What is the difference between a traditional IRA and a Roth IRA? With a traditional IRA, subject to certain income and contribution restrictions beyond the scope of this article, a taxpayer can make contributions to a tax-deferred account with pre-tax funds (i.e. the taxpayer’s income for income tax purposes is reduced by the amount of the contribution). On the other hand, with a Roth IRA, which is also subject to similar income and contribution restrictions, the contribution is made with after-tax funds. However, the advantage of a Roth IRA is that it allows for the tax-free growth of the investment account and also tax-free distributions during retirement.

To use an IRA for real estate investment, the first step is to create (or rollover, depending on the situation) an IRA and then submit the IRA to a company which provides options for a self-directed account and for real estate investment. In general, the taxpayer will want to ensure that the self-directed IRA is established set up where the company holding the funds functions as an administrator, as opposed to a custodian, and has the systems set up to accommodate real estate investments.


IRS Publication 598 states the income from debt-financed property within an IRA is considered unrelated business income (UBI).

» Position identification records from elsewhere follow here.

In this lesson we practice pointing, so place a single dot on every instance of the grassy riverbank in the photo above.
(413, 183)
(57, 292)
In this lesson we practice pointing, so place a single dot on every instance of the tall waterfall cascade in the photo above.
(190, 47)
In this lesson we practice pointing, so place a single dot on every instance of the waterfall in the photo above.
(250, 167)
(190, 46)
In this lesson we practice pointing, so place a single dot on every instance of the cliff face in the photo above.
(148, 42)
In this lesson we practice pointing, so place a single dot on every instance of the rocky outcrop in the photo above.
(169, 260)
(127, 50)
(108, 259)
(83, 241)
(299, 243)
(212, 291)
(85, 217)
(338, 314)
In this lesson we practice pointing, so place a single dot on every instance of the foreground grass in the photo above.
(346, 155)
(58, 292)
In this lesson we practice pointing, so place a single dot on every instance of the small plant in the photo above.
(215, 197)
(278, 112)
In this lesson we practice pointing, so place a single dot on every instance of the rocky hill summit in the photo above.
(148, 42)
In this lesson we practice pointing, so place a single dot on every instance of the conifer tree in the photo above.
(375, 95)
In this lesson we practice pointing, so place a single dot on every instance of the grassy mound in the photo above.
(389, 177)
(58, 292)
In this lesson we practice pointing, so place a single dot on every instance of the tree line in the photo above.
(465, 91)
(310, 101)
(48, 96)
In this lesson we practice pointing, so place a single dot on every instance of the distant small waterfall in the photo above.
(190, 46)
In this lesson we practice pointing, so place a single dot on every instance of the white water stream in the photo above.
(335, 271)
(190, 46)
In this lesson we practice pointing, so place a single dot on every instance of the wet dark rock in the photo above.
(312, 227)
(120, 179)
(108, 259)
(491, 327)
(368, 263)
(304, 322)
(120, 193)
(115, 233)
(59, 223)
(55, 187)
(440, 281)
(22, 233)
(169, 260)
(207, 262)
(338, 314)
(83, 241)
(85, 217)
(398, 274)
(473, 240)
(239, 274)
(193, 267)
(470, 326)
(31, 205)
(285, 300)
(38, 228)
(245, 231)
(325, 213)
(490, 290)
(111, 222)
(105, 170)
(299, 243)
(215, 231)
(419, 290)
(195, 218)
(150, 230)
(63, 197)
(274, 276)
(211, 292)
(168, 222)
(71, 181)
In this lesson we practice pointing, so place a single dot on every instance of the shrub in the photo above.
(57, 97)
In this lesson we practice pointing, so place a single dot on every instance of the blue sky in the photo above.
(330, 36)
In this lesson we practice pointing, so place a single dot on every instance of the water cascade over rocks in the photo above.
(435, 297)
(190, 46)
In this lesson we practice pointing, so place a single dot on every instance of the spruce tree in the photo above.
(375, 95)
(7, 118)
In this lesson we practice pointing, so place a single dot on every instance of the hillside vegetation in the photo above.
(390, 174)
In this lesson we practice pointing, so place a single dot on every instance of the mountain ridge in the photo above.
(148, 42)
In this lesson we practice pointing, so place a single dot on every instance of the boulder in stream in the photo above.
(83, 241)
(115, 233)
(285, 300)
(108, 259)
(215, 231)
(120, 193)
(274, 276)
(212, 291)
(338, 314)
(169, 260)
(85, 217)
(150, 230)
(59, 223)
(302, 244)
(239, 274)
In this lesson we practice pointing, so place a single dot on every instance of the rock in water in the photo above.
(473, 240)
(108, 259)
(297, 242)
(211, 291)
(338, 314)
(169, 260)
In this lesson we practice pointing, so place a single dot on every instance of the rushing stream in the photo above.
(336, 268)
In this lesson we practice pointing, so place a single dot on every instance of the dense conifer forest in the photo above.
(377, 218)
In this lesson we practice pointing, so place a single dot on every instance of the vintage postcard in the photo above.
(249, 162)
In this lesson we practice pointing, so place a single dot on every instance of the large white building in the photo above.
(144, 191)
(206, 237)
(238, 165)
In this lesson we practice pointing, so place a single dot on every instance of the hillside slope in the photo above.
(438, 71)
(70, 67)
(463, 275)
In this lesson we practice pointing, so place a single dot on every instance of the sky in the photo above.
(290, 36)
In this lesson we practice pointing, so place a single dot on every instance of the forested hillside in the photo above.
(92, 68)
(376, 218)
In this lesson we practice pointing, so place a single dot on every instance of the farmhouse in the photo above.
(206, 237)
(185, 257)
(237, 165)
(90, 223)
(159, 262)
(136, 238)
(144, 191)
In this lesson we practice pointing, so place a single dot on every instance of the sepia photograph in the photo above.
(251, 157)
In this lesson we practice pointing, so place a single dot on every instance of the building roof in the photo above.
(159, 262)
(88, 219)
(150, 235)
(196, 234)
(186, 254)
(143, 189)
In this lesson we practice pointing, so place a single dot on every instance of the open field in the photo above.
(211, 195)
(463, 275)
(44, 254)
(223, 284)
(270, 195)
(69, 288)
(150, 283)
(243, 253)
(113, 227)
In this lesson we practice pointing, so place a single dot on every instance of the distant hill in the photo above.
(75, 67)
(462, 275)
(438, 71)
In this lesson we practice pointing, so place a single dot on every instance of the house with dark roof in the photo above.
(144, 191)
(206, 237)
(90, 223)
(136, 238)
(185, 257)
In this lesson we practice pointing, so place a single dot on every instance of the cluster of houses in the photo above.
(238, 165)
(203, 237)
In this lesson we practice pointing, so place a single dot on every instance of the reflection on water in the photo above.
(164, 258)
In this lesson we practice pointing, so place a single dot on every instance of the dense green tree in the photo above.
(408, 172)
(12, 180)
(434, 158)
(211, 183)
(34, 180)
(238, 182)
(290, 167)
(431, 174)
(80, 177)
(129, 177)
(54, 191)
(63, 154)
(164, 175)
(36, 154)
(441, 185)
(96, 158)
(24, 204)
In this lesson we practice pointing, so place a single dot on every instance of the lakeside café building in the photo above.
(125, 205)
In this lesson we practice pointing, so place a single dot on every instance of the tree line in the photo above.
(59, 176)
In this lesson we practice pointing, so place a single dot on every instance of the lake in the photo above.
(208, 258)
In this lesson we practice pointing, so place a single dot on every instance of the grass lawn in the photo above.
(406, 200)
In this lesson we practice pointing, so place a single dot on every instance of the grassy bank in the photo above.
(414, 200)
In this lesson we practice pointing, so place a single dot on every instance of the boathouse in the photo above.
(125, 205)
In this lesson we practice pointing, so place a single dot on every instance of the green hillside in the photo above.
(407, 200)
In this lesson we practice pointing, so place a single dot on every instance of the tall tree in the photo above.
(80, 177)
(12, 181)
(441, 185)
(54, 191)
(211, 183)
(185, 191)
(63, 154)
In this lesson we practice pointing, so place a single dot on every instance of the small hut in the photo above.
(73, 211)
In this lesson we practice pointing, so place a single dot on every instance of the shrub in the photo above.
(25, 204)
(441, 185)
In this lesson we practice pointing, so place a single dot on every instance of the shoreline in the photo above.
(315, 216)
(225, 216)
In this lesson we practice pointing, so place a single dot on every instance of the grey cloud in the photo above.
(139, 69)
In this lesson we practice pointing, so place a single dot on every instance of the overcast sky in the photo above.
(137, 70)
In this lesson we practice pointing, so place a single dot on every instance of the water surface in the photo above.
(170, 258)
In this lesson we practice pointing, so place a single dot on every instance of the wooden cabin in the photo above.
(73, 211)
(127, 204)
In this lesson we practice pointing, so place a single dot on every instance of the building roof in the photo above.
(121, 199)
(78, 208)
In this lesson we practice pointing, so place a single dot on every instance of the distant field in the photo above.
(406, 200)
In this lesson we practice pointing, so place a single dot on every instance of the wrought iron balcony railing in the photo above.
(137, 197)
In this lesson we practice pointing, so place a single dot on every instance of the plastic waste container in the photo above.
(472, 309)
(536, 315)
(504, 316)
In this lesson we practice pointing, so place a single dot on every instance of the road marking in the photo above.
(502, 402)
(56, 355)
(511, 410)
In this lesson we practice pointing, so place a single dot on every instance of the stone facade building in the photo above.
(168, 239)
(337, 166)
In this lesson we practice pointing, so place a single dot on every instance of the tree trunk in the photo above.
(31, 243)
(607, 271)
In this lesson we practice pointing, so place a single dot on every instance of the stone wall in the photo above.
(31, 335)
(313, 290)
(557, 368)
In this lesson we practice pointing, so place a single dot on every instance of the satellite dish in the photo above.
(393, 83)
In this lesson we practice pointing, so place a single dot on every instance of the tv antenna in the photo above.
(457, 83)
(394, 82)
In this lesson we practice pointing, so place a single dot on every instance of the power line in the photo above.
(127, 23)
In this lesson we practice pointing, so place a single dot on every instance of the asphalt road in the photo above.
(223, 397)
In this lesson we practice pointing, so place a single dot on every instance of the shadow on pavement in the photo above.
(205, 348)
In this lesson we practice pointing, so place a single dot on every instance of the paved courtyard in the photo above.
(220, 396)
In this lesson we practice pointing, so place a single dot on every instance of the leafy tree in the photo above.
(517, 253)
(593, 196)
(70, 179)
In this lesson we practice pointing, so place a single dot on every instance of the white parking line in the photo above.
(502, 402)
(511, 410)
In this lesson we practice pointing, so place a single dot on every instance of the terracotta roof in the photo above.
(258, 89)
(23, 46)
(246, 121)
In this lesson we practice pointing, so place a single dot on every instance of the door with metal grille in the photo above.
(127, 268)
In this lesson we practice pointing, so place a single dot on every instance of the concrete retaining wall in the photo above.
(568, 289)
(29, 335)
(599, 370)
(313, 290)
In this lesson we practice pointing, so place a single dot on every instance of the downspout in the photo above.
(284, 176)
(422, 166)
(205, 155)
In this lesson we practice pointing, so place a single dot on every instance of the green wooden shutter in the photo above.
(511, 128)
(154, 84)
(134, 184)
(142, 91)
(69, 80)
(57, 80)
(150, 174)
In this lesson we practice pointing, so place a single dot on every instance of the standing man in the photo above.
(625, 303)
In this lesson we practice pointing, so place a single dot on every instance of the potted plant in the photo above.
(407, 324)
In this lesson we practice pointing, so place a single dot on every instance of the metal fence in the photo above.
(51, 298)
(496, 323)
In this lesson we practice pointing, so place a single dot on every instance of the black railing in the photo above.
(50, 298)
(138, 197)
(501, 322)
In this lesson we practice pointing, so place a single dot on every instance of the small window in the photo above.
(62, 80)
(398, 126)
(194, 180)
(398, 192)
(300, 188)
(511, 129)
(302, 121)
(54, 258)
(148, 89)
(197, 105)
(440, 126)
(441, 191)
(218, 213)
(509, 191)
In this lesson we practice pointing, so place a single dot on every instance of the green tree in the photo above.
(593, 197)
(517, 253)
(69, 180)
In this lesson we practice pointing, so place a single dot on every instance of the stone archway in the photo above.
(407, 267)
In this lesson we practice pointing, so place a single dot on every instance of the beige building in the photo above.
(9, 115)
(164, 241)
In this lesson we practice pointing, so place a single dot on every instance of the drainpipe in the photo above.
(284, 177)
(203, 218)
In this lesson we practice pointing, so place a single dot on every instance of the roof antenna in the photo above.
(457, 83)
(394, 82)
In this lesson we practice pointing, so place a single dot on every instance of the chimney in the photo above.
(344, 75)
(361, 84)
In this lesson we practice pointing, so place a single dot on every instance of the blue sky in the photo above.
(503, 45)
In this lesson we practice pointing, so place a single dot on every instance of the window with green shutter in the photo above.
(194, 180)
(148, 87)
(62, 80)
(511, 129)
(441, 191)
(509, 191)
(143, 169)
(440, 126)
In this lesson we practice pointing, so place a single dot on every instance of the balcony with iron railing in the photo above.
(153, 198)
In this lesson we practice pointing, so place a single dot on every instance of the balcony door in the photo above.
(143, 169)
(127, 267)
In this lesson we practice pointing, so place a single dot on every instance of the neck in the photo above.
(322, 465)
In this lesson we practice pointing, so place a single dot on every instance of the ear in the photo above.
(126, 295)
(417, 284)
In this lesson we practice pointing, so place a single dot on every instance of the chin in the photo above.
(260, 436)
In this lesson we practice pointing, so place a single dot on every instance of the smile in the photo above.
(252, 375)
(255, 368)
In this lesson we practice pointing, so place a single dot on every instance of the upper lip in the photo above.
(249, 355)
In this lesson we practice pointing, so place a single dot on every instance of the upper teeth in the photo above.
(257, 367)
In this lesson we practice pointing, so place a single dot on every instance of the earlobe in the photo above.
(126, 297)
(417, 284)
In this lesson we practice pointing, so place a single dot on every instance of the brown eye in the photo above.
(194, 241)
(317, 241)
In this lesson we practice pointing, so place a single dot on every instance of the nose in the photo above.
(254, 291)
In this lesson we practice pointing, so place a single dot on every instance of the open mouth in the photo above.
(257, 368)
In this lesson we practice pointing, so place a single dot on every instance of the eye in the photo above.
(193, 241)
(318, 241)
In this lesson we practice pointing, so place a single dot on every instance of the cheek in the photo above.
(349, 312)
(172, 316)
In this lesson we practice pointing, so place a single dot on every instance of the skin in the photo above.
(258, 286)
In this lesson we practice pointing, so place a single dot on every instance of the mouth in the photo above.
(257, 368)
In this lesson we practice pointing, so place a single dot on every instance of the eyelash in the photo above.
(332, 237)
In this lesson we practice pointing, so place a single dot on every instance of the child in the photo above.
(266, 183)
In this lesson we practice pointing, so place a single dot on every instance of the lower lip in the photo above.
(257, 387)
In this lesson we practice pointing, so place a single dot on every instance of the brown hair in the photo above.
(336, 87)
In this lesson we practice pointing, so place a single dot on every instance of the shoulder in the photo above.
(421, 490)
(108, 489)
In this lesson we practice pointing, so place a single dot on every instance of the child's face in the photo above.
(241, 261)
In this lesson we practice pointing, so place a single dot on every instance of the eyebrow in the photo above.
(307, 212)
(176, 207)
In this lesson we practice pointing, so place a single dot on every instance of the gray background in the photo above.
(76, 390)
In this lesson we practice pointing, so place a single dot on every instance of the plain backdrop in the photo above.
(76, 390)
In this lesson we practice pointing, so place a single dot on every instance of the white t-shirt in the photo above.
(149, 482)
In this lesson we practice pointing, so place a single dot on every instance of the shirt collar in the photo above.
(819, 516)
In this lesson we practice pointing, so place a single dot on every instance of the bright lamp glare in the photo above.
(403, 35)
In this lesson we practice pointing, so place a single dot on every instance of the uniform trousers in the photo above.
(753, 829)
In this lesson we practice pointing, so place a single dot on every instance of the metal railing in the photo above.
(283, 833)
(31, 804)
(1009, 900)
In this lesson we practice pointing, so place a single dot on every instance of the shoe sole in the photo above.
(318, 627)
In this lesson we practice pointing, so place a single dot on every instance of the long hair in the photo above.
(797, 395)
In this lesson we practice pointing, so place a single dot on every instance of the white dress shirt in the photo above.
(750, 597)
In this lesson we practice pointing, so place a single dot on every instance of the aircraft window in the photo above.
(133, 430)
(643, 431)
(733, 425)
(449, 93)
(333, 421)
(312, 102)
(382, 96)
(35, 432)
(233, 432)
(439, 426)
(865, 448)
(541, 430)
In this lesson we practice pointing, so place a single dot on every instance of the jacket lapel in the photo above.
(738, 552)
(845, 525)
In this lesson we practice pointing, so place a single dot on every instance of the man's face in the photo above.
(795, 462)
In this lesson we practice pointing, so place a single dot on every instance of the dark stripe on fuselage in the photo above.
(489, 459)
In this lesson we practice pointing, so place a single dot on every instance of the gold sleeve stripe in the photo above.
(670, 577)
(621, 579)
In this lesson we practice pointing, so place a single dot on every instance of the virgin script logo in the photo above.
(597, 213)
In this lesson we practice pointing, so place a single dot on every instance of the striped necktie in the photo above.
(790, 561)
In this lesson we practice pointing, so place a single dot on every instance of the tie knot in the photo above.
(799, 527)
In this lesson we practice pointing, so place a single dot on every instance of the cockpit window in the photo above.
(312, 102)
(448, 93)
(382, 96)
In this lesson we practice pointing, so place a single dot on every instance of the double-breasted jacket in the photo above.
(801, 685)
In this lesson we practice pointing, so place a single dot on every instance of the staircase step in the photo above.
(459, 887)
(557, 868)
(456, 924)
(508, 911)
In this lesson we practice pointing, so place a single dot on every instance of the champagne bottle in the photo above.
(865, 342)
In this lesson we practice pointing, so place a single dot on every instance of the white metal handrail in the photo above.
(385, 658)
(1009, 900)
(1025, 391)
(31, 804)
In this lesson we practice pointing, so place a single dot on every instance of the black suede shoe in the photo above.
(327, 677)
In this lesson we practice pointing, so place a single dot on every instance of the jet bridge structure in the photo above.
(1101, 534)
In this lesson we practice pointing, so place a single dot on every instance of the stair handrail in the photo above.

UBI is defined by the IRS as “the income from a trade or business that is regularly carried on by an exempt organization and that is not substantially related to the performance by the organization of its exempt purpose or function, except that the organization used the profits derived from this activity.”

If the IRA receives more than $1,000 of UBI during a tax year, it is subject to taxation and an additional tax form must be filed (if there is less than $1,000 of UBI, no filing is required). Tax Planning Tip: Some advisors recommend using the excess UBI to make principal reductions on the mortgage each year because the income is no longer classified as UBI after the debt has been paid off.

One way to locate a company which specializes in real estate purchases within self-directed IRAs is to perform an internet search and use the phrase “self-directed IRA”. This is only a brief overview of the opportunities available with an IRA purchase of real estate. Always consult with your tax and legal advisors to fully explore all relevant issues.